The New York School Bus Contractors Association thanked the governor and bill sponsors Senator Carl Marcellino and Assembly Member Donna Lupardo for their efforts to “help make riding a yellow school bus in New York even safer.” The association’s members provide contracted transportation for almost 60 percent of the 2.7 million New York schoolchildren who ride yellow buses every day.
“While many school bus contractors already have random drug testing in place on all of their drivers, this legislation closes a loophole by requiring all school bus drivers—public or private—be subjected to testing, no matter what class license they have or what size vehicle they operate,” said NYSBCA President Bree Allen.
Robert Reichenbach, the new president of the New York State Bus Distributors Association, confirmed that the NYSBDA “has long supported the efforts of the New York Association for Pupil Transportation and the New York School Bus Contractors Association, to pass a law to have every school bus driver in New York state included in the pool of drivers who can be subjected to random drug and alcohol testing.”
“While riding a school bus is the safest way for a child to go to and from school each day, we must do more to ensure all our school bus drivers are adhering to the highest safety standards possible,” NYSBDA said in a memo that was distributed during the last legislative session.
A.208 and S.2587, Mannella said, “originated with the school bus industry, as we looked for ways to manage our internal controls and procedures more rigorously—even those mandated by the federal government.”
NYAPT added that the legislation reassures parents that their children are in safe hands, and reassures drivers that they are safely transporting the students in their care.
Reichenbach commended Gov.
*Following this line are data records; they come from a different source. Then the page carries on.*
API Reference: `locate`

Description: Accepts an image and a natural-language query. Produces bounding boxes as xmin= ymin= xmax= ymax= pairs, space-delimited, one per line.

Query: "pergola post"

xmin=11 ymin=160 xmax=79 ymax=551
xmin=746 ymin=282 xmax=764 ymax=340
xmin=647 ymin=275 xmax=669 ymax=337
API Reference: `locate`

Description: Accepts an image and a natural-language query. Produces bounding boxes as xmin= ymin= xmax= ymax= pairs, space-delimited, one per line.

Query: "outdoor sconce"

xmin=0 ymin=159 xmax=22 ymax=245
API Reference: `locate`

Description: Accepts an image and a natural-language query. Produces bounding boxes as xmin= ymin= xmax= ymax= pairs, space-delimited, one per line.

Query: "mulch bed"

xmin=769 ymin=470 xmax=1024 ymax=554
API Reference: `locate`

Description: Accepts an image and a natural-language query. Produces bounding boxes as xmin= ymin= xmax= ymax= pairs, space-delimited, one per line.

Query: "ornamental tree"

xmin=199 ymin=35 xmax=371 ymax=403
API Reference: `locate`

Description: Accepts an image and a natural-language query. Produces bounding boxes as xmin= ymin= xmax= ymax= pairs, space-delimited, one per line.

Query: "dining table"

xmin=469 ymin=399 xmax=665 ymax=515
Cuomo and the state legislature’s “unwavering commitment to school bus safety by enacting this very important law.” He further elaborated that this legislation “was an industry-wide effort that began in 2013 and it would not have happened without the entire New York school transportation family working together.”
The discussion on getting this type of legislation developed and passed reaches as far back as May 2013, when NYAPT’s Mannella (pictured at right) spoke at a legislative hearing in Long Island on school bus safety and how to address the lack of random drug testing for certain drivers.
“Our Association’s leadership has worked on this legislation for more than five years,” said NYSBCA’s Allen. “The governor’s signature is a welcome acknowledgment that when school bus companies, school districts, transportation safety advocates, parents and teachers, all get together, our state government will work for that which is in the public’s best interest.”
Two board members from the NYSBCA, Paul Mori of Huntington Coach and John Corrado, president of Suffolk Transportation Service (both pictured at left), also spoke at the May 2013 Long Island legislative hearing.